Nice work Slippy way to keep after them.


----------



## Big Joshy (Apr 26, 2004)

NICE. Knowing eyes are out hunting in the middle of the night sure makes it hard to go to sleep. And yeah, they take the swimbaits real deep so always have pliers handy. Sometimes on smaller eyes you would swear they needed to use their fins to shove the bait in their mouth!


----------



## Saugeyefisher (Jul 19, 2010)

Good catch slippy, I cant wait to get back out!!


----------



## fishslim (Apr 28, 2005)

Well you said you was gonna find some when you called. Congrats glad to here my Slims swaggin minnow works for someone other then me!! Hmmmmmmmmmmmmm wait a minute that nots supposed to happen. Soon those females will kick in they swallow it even deeper then the small ones you might need a rubber glove to pull it out there rear ends thats how much they love them!!  Indian was muddy and not happening keep it up!! Good job.


----------



## jiggerman (Nov 2, 2009)

Great job on the saugeye slippy, those late night saugeye are the best, you never know when you are going to get a giant. I cant wait to get out there.


----------



## killingtime (Apr 29, 2009)

i went back out to where me and slippy fished the other night and caught 1 15 incher and had a couple other hits but thats about it. i did not fish very long and stay as late as we did the other night just wanted to get out for a little while. the one i caught was spitting up shad and he had a pretty good belly full of them.


----------



## RiPpInLiPs614 (Feb 18, 2011)

When the fall bite is on can you catch saugeye below dams? or are they mainly above the dams?


----------



## killingtime (Apr 29, 2009)

as far as i know the main lake is the place to fish. i dont know much about the spillway.


----------



## RiPpInLiPs614 (Feb 18, 2011)

Thanks, well I am on shore and have never really tried fishing above dams...Do not know where to start but Ill give it a whirl and start at random spots until I locate them....


----------



## ying6 (Apr 21, 2004)

I think the body of water has something to do with the fishing right now. Let me see... Alum last night I caught 1 eye, 15 inches and had a nice muskie in about 7inches of water.
I fished no deeper than 5ft, however the lake I was fishing gets very deep in some locations. --- is there a point? yes just like every year, gotta know which lakes fire first and if you can't make it to those lakes then head somewhere that is like that. 
Getting closer and closer.

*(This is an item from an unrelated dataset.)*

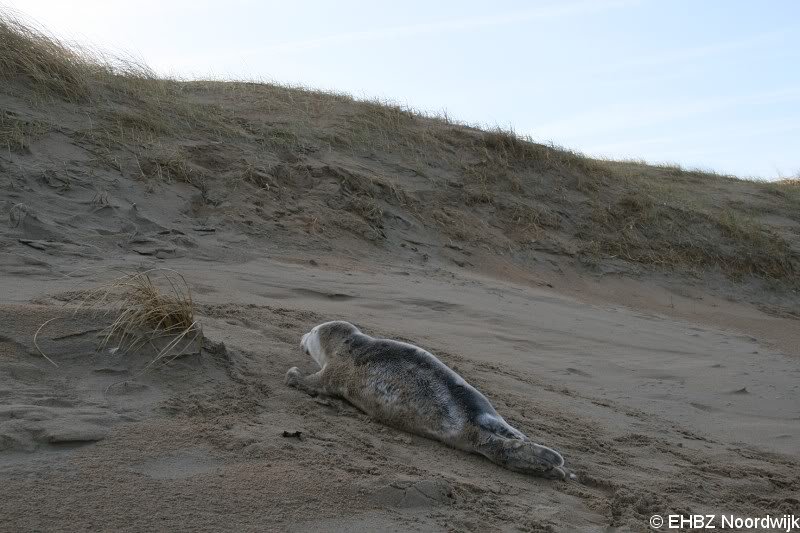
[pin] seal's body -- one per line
(406, 387)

Need this nice weather to change so everyone stays home!


----------



## killingtime (Apr 29, 2009)

met up with slippy and jshbuckeye last night and not much to report. me and jeff met slippy at a spot and slippy said he had an 18 inch saugeye on the stringer. i was standing there casting and slippy walks over to lift the saugeye out of the water so we could see it and spooks the fish before he could crab the rope stringer and it pulls the rope loose from the 3 oz. rock he had it tied to. i never actually seen the fish so its his story. i myself thinks it was a carp but we will never know. so if anybody catches a tagged saugeye with a yellow stringer please contact slippy for more information on that fish.


----------



## Saugeyefisher (Jul 19, 2010)

LOL thats stinks! Im gonna head there this afternoon and see if i cant get anything going. I got a 9lb eye and a 7 1/2 lber from erie yesterday so itll be hard to top Yesterday, but to nice to sit inside all afternoon!


----------



## st.slippy (Oct 3, 2008)

No need to contact me, just let Ben know it truly existed. If I made up a story, it would have been much bigger then 18 inches. Since there was only a cat caught that went back, wasn't worth keeping, Just wish I could have let him go to be alive instead of end up dead with a stringer in his gills. Ben did I not send you the picture of the 28"er I caught out at liebs right after you guys left


----------



## killingtime (Apr 29, 2009)

yep i got the picture and you caught it on a wheatie ball is that right.


----------